1. Danke, for example, asks, "what would you consider competent coverage?" Goretex, for example, reminds us that "the spin on the event is typical of history being written by the victor..." Agreed, so "competent coverage" by journalists includes a review of at least the major different perspectives on the A-bombings. Competent coverage also includes an awareness of the the longterm US censorship of much material related to these bombings and their aftermath. Interestingly, some US censorahip continues even in 2015 ... I have uncovered a number of books of survivor accounts that are still unavailable in the USA. And how many people know that some books on this subject are still seized at US Customs points of entry into the USA as of 2015? The problem with a US information blackout on any subject is that it makes it difficult to even begin a conversation on that censorship, which is apparently the point of that censorship. An academic book (published at a Swedish university) documents much post-1945 US censorship of such materials, in that case referring to the seizure of manuscripts and the prevention of publication.

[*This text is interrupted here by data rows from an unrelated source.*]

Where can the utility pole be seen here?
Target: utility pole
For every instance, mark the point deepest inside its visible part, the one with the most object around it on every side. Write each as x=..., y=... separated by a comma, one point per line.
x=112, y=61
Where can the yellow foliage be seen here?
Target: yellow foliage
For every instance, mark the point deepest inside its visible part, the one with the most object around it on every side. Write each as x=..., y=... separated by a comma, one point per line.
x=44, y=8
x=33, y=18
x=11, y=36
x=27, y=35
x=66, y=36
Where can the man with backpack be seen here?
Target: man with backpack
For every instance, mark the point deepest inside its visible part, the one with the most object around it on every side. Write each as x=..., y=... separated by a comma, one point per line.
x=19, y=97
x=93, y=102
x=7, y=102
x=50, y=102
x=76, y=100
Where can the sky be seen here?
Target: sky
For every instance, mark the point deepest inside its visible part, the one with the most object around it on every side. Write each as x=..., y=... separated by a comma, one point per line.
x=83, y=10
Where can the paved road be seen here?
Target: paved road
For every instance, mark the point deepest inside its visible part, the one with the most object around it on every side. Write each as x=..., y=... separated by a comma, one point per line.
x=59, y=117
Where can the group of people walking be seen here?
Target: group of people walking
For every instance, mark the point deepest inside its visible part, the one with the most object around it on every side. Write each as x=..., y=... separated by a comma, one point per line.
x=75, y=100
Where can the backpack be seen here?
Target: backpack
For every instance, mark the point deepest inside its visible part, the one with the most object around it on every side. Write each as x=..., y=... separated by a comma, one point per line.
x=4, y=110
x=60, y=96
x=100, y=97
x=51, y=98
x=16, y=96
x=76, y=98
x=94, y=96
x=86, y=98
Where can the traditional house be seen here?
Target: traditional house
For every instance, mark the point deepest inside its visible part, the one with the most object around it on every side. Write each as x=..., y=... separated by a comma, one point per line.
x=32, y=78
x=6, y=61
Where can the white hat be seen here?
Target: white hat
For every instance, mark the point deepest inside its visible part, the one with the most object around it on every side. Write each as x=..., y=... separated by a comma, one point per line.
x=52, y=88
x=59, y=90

On the issue of the competency of media coverage, I therefore conclude that biased and incomplete US reporting of the A-bombings and their aftermath is still the norm. Sadly, this pattern extends even to new US academic books on this subject, the exception being The Myths of August, by Stewart Udall. Udall, for example, uses newly declassified US government documents to pinpoint which US official ordered both A-bombings (Hint: It wasn't Truman).

...My replies are to be continued ... bye for now.